The subjects observed counterphasing (8 Hz), clockwise rotating black and white checkerboard wedges, which were projected (Avotec, Stuart FL) onto a screen mounted in the scanner bore above the chest, and viewed through a mirror attached to the MR head coil. Differing subjects viewed wedges of differing angles, with 108° wedges used for 3 of the analyzed participants, 72° for 2 participants, and a 45° wedge for the remaining analyzed subject. The wedges rotated about fixation at a speed of 1 cycle every 36s. At random intervals (once every 6.67s on average), a randomly positioned wedge segment dimmed for 0.5s. Participants were instructed to respond each dimming event with a button press, while maintaining fixation at the center of the screen. The dimming events were relatively easy to detect, with subjects responding within 1 second on 89% of trials (minimum across subjects 78%, maximum 97%).

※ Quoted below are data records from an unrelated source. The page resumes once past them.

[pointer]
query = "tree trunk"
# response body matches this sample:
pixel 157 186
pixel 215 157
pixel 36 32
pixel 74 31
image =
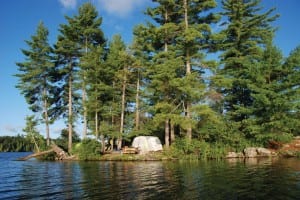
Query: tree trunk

Magnetic Resonance Imaging

MR scanning was performed on a 7T Philips Achieva magnet located at the Vanderbilt University Institute of Imaging Science, using a 16 channel receive-only head coil with an outer quadrature transmit coil (Nova Medical, Wilmington MA). A bite bar was used to minimize subject head motion. Functional imaging was performed at each of 3 isotropic resolutions (1.1, 1.7 and 2.0 mm) using both single-shot 2D-EPI and multishot 3D fast field echo (FFE) sequences. Like single-shot EPI, FFE pulse sequences use gradient echos with Cartesian echo train readouts. Here, the 3D-FFE readouts were segmented so that initially, a single ky plane was acquired across 3 RF shots in a standard interleaved segmentation pattern. After the ky readout was finished, kz was incremented and the next ky plane acquired as above, until the entirety of the readout volume was completed.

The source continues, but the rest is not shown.